I spotted a survey article, Behavioral Economics: Past, Present, and Future, which gives a guide to this fairly-new field of economics. The subject was born from a mathematical failure. Economists had given precise axioms as to how people would take into account time and uncertainty when making decisions. The axioms allowed precise predictions that (unlike most economics) could be tested in small-scale experiments with a few test subjects. The result was almost-total failure: nearly every prediction turned out to be wrong. Instead of this being the last word on the subject, this has inspired large amounts of research into finding empirical regularities in the discrepancies between the predictions and the experimental results, and formulating a new theory that is both precise and correct. It’s interesting because the original failure could have led to a turn away from mathematical modeling altogether, but it instead has led to research in improved mathematical modeling.
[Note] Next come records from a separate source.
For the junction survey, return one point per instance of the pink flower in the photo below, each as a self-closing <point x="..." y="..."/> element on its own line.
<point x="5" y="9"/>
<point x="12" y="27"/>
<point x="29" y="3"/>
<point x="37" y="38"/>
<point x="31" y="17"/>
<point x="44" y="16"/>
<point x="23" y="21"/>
Cosman on Sets of Probabilities

Monday, April 10th, 2006

I’ve been doing some reading into alternatives to subjective probability, and one interesting alternative is to model an assignment of subjective probability by a convex set of probability distributions, rather than a single distribution. Convex sets encompass several natural situations where you have a vague sense of probabilities, but would be unwilling to specify an exact value. For example, a range of probabilities for an event can be expressed as a convex set, as well as the idea that one event is more likely than another (without expressing exact probabilities for each event). Convexity also has a natural probabilistic interpretation: if two distributions are in the set, then any mixture of the two is also in the set.

A nice introduction to the subject is Fabio Cozman’s online tutorial Introduction to the Theory of Sets of Probabilities. For some additional surveys on related approaches, see the homepage of the Imprecise Probabilities Project.